Cette décision intervient alors que le journaliste est détenu depuis le 13 avril 2026 à la prison d’El Bayadh, après son arrestation devant son domicile par des agents en civil. Son placement en détention a suscité de nombreuses réactions parmi les organisations de défense des droits humains et de la liberté de la presse.
Connu pour ses enquêtes sur la corruption et son travail de documentation des violations des droits humains, notamment dans les régions marginalisées du pays, Hassan Bouras fait l’objet de poursuites judiciaires récurrentes depuis plus de vingt ans. Plusieurs organisations internationales considèrent qu’il est visé en raison de ses activités journalistiques et militantes.
Le 3 mai 2026, Hassan Bouras a entamé une grève de la faim illimitée depuis sa cellule. Dans une lettre rendue publique, il expliquait que son corps était devenu son « dernier moyen de protestation » contre ce qu’il qualifie de détention arbitraire et contre les violations de ses droits fondamentaux.
Dans cette même lettre, relayée par plusieurs médias et organisations, il interrogeait les raisons de son emprisonnement : « Dire la vérité ? Refuser le silence ? », estimant que son cas s’inscrivait dans une continuité de poursuites et de pressions déjà subies par le passé.

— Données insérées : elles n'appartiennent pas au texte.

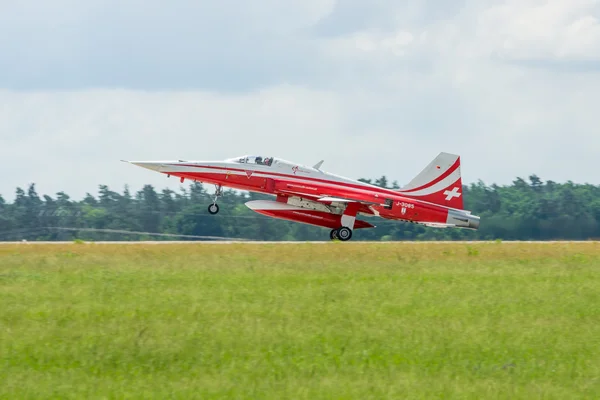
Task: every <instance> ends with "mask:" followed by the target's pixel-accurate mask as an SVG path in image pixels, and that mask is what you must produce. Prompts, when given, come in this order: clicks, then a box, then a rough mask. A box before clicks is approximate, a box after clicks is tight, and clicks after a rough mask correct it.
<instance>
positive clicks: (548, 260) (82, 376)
mask: <svg viewBox="0 0 600 400" xmlns="http://www.w3.org/2000/svg"><path fill="white" fill-rule="evenodd" d="M599 396H600V245H598V244H586V243H584V244H541V245H539V244H502V243H490V244H471V245H465V244H361V243H327V244H316V245H315V244H287V245H252V244H247V245H244V244H234V245H193V244H192V245H175V244H174V245H101V244H71V245H34V244H23V245H4V246H0V398H10V399H21V398H31V399H39V398H44V399H47V398H57V399H58V398H60V399H69V398H86V399H88V398H89V399H92V398H145V399H149V398H156V399H167V398H181V399H189V398H203V399H204V398H261V399H262V398H268V399H331V398H333V399H349V398H352V399H382V398H410V399H419V398H460V399H496V398H497V399H507V398H510V399H516V398H523V399H525V398H527V399H535V398H544V399H573V398H598V397H599Z"/></svg>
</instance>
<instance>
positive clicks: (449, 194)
mask: <svg viewBox="0 0 600 400" xmlns="http://www.w3.org/2000/svg"><path fill="white" fill-rule="evenodd" d="M444 195H446V201H450V200H452V199H453V198H455V197H460V193H459V192H458V187H456V186H455V187H453V188H452V190H446V191H445V192H444Z"/></svg>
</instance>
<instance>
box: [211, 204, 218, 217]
mask: <svg viewBox="0 0 600 400" xmlns="http://www.w3.org/2000/svg"><path fill="white" fill-rule="evenodd" d="M208 212H209V213H210V214H212V215H215V214H216V213H218V212H219V206H218V205H217V204H211V205H209V206H208Z"/></svg>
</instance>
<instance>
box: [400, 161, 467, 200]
mask: <svg viewBox="0 0 600 400" xmlns="http://www.w3.org/2000/svg"><path fill="white" fill-rule="evenodd" d="M459 178H460V167H458V168H457V169H455V170H454V172H452V173H451V174H450V175H448V176H447V177H445V178H444V179H442V180H441V181H439V182H438V183H436V184H434V185H432V186H430V187H428V188H425V189H421V190H417V191H415V192H403V191H401V190H400V191H398V193H400V194H404V195H406V196H427V195H429V194H433V193H437V192H439V191H442V190H444V189H446V188H447V187H449V186H450V185H452V184H453V183H456V181H458V179H459ZM459 189H460V188H459Z"/></svg>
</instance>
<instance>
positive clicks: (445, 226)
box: [417, 222, 456, 228]
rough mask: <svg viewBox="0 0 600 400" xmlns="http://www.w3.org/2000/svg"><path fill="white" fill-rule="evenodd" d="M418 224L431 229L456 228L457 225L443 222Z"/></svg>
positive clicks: (418, 223)
mask: <svg viewBox="0 0 600 400" xmlns="http://www.w3.org/2000/svg"><path fill="white" fill-rule="evenodd" d="M417 224H420V225H425V226H428V227H430V228H454V227H456V225H455V224H443V223H441V222H417Z"/></svg>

La grève de la faim a rapidement suscité des inquiétudes concernant son état de santé. Selon les témoignages relayés par Riposte Internationale après une visite de ses proches, Hassan Bouras marchait difficilement, avait perdu beaucoup de poids et souffrait d’une grande faiblesse physique. Il a finalement annoncé la suspension de sa grève de la faim à la fin du mois de mai.
Plusieurs médias ont également relayé les préoccupations de ses proches et de ses soutiens. Riposte Internationale a notamment publié plusieurs articles sur sa situation, tandis que d’autres observateurs ont rappelé que Hassan Bouras avait déjà été arrêté et emprisonné à plusieurs reprises au cours de sa carrière de journaliste et de défenseur des droits humains.
Le report de la décision de la chambre d’accusation prolonge ainsi l’attente autour d’un dossier suivi de près par de nombreuses organisations de défense des droits humains, des journalistes et des acteurs de la société civile en Algérie.